Three of the references discussed above disclose non-hydroxyl containing plasticizers: Physics of Plastics in 1965, Coker in 1976 and Yamata in 1977. In each case, the reference also discloses hydroxyl containing plasticizers and does not distinguish between the two types of plasticizers. These references teach that there is an equivalence between hydroxyl containing and nonhydroxyl containing plasticizers for polyvinyl alcohol and that the two types of plasticizers are interchangeable.
Polyvinyl alcohol has been blended with copolymers to provide properties enhanced for special applications or to solve certain problems. In all cases, these references use conventional polyvinyl alcohols and do not disclose the use of nonhydroxyl containing plasticizers in conjunction with an anhydrous environment to provide enhanced gas barrier properties.
Thus, Schroeder, U.S. Pat. No. 4,254,169, (Mar. 3, 1981) discloses multi-layer films with a core layer of polyvinyl alcohol or ethylene-vinyl alcohol copolymer prepared by conventional means.

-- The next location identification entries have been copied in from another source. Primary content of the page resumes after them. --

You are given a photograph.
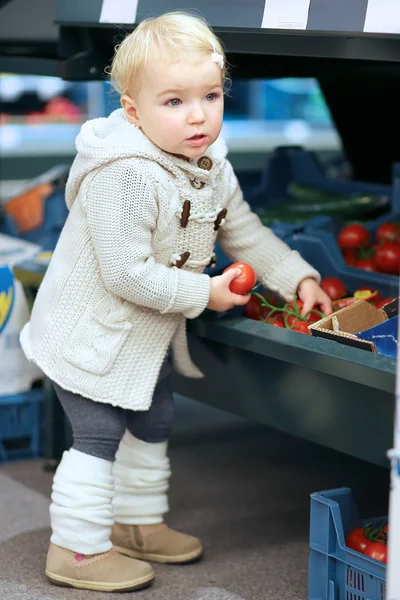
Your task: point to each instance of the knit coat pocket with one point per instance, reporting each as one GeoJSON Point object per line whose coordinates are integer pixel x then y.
{"type": "Point", "coordinates": [98, 337]}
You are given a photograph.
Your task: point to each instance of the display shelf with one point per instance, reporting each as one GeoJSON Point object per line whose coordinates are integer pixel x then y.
{"type": "Point", "coordinates": [319, 390]}
{"type": "Point", "coordinates": [254, 136]}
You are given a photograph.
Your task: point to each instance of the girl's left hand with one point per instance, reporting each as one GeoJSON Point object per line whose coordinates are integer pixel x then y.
{"type": "Point", "coordinates": [310, 293]}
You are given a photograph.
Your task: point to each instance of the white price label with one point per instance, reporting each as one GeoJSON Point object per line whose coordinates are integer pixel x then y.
{"type": "Point", "coordinates": [287, 14]}
{"type": "Point", "coordinates": [118, 11]}
{"type": "Point", "coordinates": [383, 16]}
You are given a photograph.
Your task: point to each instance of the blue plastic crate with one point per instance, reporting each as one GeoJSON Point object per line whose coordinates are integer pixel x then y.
{"type": "Point", "coordinates": [20, 425]}
{"type": "Point", "coordinates": [335, 571]}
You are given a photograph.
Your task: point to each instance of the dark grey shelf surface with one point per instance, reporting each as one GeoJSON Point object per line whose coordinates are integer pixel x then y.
{"type": "Point", "coordinates": [327, 393]}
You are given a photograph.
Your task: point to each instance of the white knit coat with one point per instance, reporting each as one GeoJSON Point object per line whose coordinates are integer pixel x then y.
{"type": "Point", "coordinates": [113, 300]}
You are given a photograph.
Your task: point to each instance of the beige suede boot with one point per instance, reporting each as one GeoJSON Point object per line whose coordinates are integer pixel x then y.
{"type": "Point", "coordinates": [156, 543]}
{"type": "Point", "coordinates": [106, 572]}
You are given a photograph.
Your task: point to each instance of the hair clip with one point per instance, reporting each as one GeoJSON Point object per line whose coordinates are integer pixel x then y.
{"type": "Point", "coordinates": [217, 58]}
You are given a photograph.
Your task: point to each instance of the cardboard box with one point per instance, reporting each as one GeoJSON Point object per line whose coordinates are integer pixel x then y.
{"type": "Point", "coordinates": [343, 325]}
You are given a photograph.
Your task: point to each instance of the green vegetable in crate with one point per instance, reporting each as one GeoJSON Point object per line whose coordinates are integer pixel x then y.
{"type": "Point", "coordinates": [305, 199]}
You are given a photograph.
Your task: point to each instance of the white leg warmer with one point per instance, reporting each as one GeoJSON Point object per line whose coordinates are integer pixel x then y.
{"type": "Point", "coordinates": [141, 473]}
{"type": "Point", "coordinates": [81, 511]}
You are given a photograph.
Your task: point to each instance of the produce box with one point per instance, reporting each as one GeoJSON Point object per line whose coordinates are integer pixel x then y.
{"type": "Point", "coordinates": [336, 572]}
{"type": "Point", "coordinates": [349, 325]}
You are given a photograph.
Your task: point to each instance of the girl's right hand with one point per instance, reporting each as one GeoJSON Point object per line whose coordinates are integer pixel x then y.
{"type": "Point", "coordinates": [221, 297]}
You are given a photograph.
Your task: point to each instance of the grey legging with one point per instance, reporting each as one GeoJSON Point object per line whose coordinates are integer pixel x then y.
{"type": "Point", "coordinates": [98, 428]}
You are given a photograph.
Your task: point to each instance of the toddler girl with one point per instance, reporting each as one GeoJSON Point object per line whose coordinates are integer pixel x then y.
{"type": "Point", "coordinates": [149, 193]}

European patent publication No. 0,063,006 (Oct. 20, 1983) discloses ethylene-vinyl alcohol copolymer blends and a process for manufacturing films from such copolymers.
It is apparent from the above review of the background of the invention and the state of the art, that completely hydrolyzed polyvinyl alcohols and copolymers of polyvinyl alcohol with polyvinyl acetate and other polymerizable monomers and in particular olefin modified polyvinyl alcohols have outstanding usefulness because of their very low gas transmission rates, at low relative humidities, particularly for gaseous oxygen. It is well known in the packaging art that the principal cause of packaged goods' deterioration with storage age is due to oxidative deterioration. Thus, the art is replete with attempts to produce films and molded articles utilizing polyvinyl alcohol as at least one layer of a packaging material to inhibit oxygen transmission through the packaging material at both low and high relative humidity levels.
These attempts have not been successful. There is today no satisfactory polyvinyl alcohol homopolymer composition which can be formed by conventional techniques and which exhibits a desirable level of impermeability to gases at high relative humidities.